Which is why she’s my idol.
chapter 2
Now before you say, “You are one totally sick puppy,” hear me out.
God knows, I don’t emulate the woman personally. But you better believe I admire her success. And I count myself blessed for the chance to suck every bit of knowledge about the biz out of her. Because while I may be totally over the moon about fashion, I can’t design my way out of a paper bag any more than she can. And I figure, hey, if Nikky Katz can make it, then there’s hope for me.
Granted, I’ve known how to sew since I was five. I can make up anything from a pattern, and I’m a magician at alterations, if I say so myself. I can rework and adapt with the best of ’em. But let me tell you, I’ve got more filled sketchbooks than you can possibly imagine crammed in my closet at home, without a single creative, original, hot idea among them. In fact, my design teachers at FIT kindly suggested I switch to merchandising, because I was wasting their time and my money otherwise.
So, yep, forget the designing. Somebody else can design…and I’ll do the marketing. Because that, I am good at. Yeah, I know, most people would consider drawing the pretty pictures and playing with the fabrics the “fun stuff.” But see, it’s the whole philosophy of fashion that fascinates me so much: whatever it is that drives people—women, primarily—to wear what they wear. How we costume ourselves, choosing each article of clothing, each accessory, to telegraph to the world who we are. Or who we think we are. Or, in many cases, who we’d like to be. Even the most casually donned attire says something, if nothing other than that the wearer doesn’t give a damn.
For me, the rush doesn’t come from designing a garment, but from figuring out why it appeals. I mean, that scene back at the store? Honey, watching all those women get worked up got me worked up. Like fashion porn. And I got a real early start—not to mention all the cute shoes I wanted—hanging out at my family’s shoe store in Queens when I was a kid. I learned early on that the relationship between a woman and what she chooses to put on her body is a sacred thing. And I knew I had to be part of it, even if I was woefully untalented.
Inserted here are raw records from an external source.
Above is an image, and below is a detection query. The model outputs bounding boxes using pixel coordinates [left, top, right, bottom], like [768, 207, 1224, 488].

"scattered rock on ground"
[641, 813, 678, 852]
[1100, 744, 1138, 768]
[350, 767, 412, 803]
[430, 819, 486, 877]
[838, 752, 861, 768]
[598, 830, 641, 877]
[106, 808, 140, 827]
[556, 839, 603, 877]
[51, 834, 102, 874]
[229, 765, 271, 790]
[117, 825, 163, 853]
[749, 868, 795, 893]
So. Working for Nikky Katz is my dream job, for the moment. And until she figures out what to do with me, I get to do a little bit of everything. I can deal with a little yelling, a little craziness, now and then if it helps me reach my goal….
The phone rings on Angelique’s desk. She answers it, says, “It’s for you.”
One day maybe I’ll have my own desk with my own extension.
One day maybe I’ll be able to get a phone call without my heart clogging my throat.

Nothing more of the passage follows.